The difficulties with artist statements:
Perhaps an overfamiliarity with Conceptual Art and especially the theories it inspired can leave young artists with no sense of how to make an artwork that holds together as an experience. You can sense the lack of connection to either materials or self in their statements, which appear on the wall labels beside the work. They mix overblown, one-size-fits-all artspeak with quite a bit of wishful thinking about their work’s impact, as if they could control the meaning or effect of their work. Different artists claim that their efforts “contend with codes of power, authority, race and class,” “question man-made constructs,” “challenge the anthropological categorizations of early photography” or “reveal the latent power of the public’s collective intelligence.” A few statements manage to locate the art in the vicinity of the artist’s life. “My work focuses on Pakistani-American social and cultural customs and growing up in a working class Muslim family,” one artist says, a reminder that art comes from highly specific contexts. Unfortunately these words accompany a completely generic work involving the hair of the artist and her mother.

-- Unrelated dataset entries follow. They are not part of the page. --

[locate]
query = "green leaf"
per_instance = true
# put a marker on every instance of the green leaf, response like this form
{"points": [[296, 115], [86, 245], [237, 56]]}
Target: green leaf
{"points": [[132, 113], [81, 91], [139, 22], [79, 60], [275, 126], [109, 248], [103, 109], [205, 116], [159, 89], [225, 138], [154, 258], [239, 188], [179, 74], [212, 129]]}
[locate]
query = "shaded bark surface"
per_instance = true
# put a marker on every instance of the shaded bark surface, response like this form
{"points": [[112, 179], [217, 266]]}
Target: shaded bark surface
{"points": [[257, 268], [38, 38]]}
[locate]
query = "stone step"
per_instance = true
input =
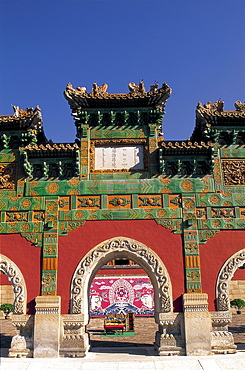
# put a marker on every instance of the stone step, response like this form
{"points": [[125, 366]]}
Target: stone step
{"points": [[7, 331]]}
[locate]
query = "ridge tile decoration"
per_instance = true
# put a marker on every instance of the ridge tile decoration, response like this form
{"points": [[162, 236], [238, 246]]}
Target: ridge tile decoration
{"points": [[233, 172], [119, 167]]}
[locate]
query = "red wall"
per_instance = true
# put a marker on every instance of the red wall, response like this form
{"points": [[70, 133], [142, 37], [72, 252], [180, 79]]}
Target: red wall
{"points": [[214, 254], [77, 243], [27, 258]]}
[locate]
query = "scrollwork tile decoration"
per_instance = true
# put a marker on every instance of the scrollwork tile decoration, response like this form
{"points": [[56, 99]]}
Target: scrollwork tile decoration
{"points": [[144, 255], [7, 176], [226, 273], [17, 280], [234, 172]]}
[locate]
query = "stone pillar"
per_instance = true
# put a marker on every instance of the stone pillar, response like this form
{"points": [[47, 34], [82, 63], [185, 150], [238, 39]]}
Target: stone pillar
{"points": [[47, 327], [169, 337], [197, 322]]}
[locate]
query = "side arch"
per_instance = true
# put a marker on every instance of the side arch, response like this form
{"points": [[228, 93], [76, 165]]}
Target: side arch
{"points": [[111, 249], [14, 274], [225, 275]]}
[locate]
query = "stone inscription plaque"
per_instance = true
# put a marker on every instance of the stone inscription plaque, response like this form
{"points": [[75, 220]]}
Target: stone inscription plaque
{"points": [[119, 157]]}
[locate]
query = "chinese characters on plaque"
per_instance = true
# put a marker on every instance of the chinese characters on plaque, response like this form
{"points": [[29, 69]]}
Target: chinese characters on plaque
{"points": [[119, 157]]}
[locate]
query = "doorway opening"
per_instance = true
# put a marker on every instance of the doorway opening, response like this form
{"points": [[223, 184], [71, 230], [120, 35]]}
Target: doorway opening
{"points": [[122, 293]]}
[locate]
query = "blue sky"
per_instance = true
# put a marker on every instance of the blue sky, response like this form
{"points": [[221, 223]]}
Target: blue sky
{"points": [[197, 47]]}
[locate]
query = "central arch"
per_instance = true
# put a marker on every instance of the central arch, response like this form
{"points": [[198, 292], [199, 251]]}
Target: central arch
{"points": [[120, 247], [225, 275]]}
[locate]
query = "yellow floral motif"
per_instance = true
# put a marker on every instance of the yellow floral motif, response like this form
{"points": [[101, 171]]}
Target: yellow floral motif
{"points": [[216, 223], [13, 208], [161, 213], [186, 185], [73, 192], [84, 161], [214, 199], [79, 214], [52, 206], [227, 204], [26, 203], [217, 178], [73, 182], [165, 181], [166, 190], [25, 227], [148, 216], [188, 203], [13, 231], [229, 226]]}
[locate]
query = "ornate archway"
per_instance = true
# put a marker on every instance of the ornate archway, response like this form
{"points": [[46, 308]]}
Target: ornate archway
{"points": [[14, 274], [111, 249], [225, 275]]}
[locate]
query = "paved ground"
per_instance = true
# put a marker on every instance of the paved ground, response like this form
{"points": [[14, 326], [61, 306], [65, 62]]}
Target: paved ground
{"points": [[123, 353]]}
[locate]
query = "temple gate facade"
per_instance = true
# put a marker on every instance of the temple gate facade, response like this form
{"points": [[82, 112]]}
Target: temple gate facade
{"points": [[175, 208]]}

Followed by some good advice:
Aspiring artists need to expose themselves to the sheer intensity and variety of art, to learn what they love, what they hate and if they are actually artists at all. New York’s galleries and especially its great museums offer ample opportunity for this kind of self-education, which leads to self-knowledge. Anything is possible when artists set to work knowing they have something they urgently need to say, in a way it hasn’t quite been said before.
I try to comfort myself by alternately declaring that ‘I am no artist, I’m a photographer’, and other times just putting my head under my pillow. Also I absolutely abhor artist statements. The struggle continues, though I’ve had a recent string of very rewarding photographic projects.